A Week of Grievances
OF the 6,000 newsmen who gathered in Chicago last week, it was Columnist Max Lerner who had the kindest words to say for the Democratic National Convention. "Here in Chicago," he wrote, "you see America plain with no holds barred, no warts missing from the portrait, with everything there, including credential fights and platform debates, with Lester Maddox and Julian Bond, with hippies and yippies and the New Left, with soldiers and Secret Service and a maddening security tightness, with newsmen and photographers being clubbed by overreacting police squads, but with an unflinching resolve to show and face what America is really like."
For most newsmen, however, the week was one long grievanceagainst the restrictions of the convention, the highhandedness of the police and the general air of repression in Mayor Daley's Chicago. "The only people who can possibly feel at ease at this convention," wrote the New York Times's Russell Baker, "are those who have been to a hanging." "We gather," NBC's David Brinkley told his network audience, "that the Democratic leadership does not want reported what is happening." CBS's Walter Cronkite concluded one night by complaining: "It makes us want to pack up our cameras and typewriters and go home."
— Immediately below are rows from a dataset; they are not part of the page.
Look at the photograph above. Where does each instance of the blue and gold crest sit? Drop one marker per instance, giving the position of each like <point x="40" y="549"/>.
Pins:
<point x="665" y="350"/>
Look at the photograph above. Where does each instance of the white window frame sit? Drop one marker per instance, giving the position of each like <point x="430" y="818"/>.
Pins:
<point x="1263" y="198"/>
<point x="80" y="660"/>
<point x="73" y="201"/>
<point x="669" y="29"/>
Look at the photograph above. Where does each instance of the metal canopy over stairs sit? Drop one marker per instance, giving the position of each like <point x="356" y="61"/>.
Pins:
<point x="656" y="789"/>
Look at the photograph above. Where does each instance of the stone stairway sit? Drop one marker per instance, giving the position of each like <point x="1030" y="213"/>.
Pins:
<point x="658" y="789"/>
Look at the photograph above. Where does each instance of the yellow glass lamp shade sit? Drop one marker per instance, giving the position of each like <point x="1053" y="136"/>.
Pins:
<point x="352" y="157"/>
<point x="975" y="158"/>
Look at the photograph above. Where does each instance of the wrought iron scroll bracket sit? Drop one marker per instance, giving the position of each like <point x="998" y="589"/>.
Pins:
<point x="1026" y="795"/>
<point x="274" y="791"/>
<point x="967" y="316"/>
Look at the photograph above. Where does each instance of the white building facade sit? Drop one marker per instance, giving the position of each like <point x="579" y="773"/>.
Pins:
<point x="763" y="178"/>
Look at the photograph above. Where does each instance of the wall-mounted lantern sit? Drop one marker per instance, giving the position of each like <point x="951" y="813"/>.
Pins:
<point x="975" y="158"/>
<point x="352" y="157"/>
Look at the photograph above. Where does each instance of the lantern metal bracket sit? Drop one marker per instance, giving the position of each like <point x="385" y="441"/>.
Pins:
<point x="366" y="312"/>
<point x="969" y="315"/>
Chief Villain. If the frustrations of the convention bothered newsmen, however, the violence visited on their colleagues really raised their hackles. Whenever they were chasing protesters and demonstrators, the police seemed to single out reporters and TV men as special targets, blaming them for attracting the yippies and giving them publicity. On the first night of the convention, some 20 newsmen were beaten up and three hospitalized. "If the police ask a newsman and a photographer to move, they should move as well as anyone else," said Mayor Daley, who became the press's chief villain of the week.
When the cops started clubbing three girls in a convertible, Chicago Daily News Reporter John Linstead protested. His reward was a beating and a scalp wound. NBC newsman John Evans was struck by a policeman, had his head bandaged, then began interviewing other bandaged victims. Delos Hall, a CBS cameraman, was filming a cop-hippie clash when he was clubbed from behind. NBC Cameraman James Strickland was photographing Hall's plight when he was hit in the face and toppled. Even while he was on the air, CBS Floor Reporter Dan Rather was flattened by two security men; one hit him in the stomach, the other in the back. Rather's colleague, Mike Wallace, was belted in the jaw by a guard and hustled out of the hall. The attacks on newspaper and TV reporters became so flagrant that eight top executives of news-gathering organizations* strongly protested the treatment in a telegram to Mayor Daley.